A lack of movement is causing planning blight and eroding the skills landscape, writes Sue Pember
In January 2021, the long-awaited white paper setting out the government’s vision for reform of further education arrived. Along with it came a timetable for how the act would journey through parliament, starting in the Lords.
I wonder whether it was ever imagined by those directing the work of parliament that the Lords would relish the chance to talk about this bill in the way they did.
It was heartening to hear the lords and baronesses speak so knowledgeably and at length about the importance of lifelong learning, skills, apprenticeships and adult education.
Their ability to offer amendments was outstanding and relentless – they were determined to get us much out of this bill as they could.

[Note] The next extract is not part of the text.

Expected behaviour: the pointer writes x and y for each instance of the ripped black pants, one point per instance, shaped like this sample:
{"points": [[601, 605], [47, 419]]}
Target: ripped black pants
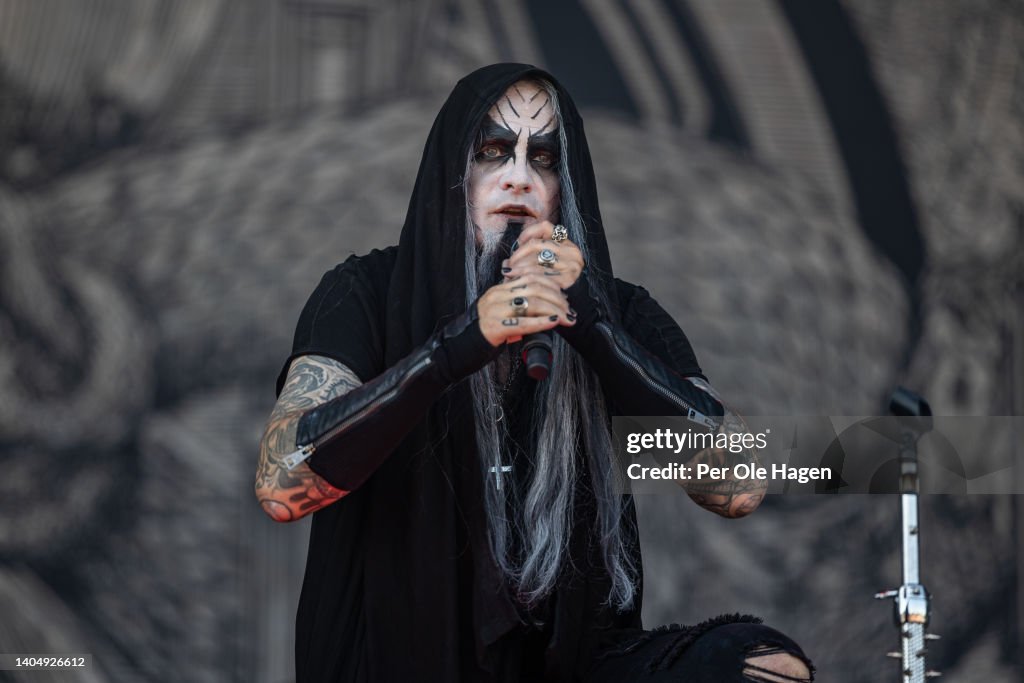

We have yet to see what will stick, but in a way they have already done us all a great favour by raising issues the sector has long been trying to highlight. Mainly that the lifelong learning agenda is really important to this country in improving both productivity and wellbeing.
The main purpose of the white paper was to introduce a lifetime skills guarantee intended to enable people to gain the skills they need throughout their lives.
This guarantee looks like it will just turn into access to a loan for fees for level 4 and above and, we assume, a secondary loan for maintenance.
If it is as described, giving loans for modules and not just for full years, then it could open up the HE market to more students and be an exciting development.
But, one year on, I would have expected some movement on its introduction. Back in April 2021 we were told by the higher education minister that pilots would start in 2022; however, as yet there has a been little progress.
The white paper also set out plans to introduce local skills improvement plans (LSIPs), which will require colleges to work closely with employers in identifying local skills needs, and places greater emphasis on provider accountability for outcomes achieved.
There have been some pilots of LSIPs, but lots of teething problems too, with not all key players, such as local authorities, combined authorities and other key providers, around the table.
This was a lost opportunity and another year has gone by without achieving some really necessary local coordination.
Another year has gone by without really necessary local coordination
The focus on colleges in the white paper did also worry adult community education services and institutions. But these concerns were alleviated somewhat when the consultation document was published in July.
The consultation document clearly set out a role for adult community education services: “Grant funding of colleges and local authority education providers will be the main funding flow in our new system for adult skills.
“Alongside colleges, local authority adult educational services play a key role in meeting learner needs and supporting their communities, typically focusing on community learning and basic skills provision.”
With this statement, it was easier to envisage a future with adult education below level 2 being planned and coordinated by local authorities.
This leaves the higher-level courses to be covered in the new LSIPs. This is something we have been advocating at HOLEX, as we know learners prefer to learn close to where they live. Planning locally is the sensible option and allows place-based services to join up.
But going forward we need more assurances about the future.
We need progress on the three-year budgets and simplification promises that were proposed in the white paper consultation. And we need to see the response to supplementary consultations on areas such as level 2 and below.
This lack of information is causing a planning blight, eroding the skills landscape and reducing learner opportunity.
Next year, let’s up the pace. We must put in place a system that allows our learners to progress with equal financial support, whichever route they choose.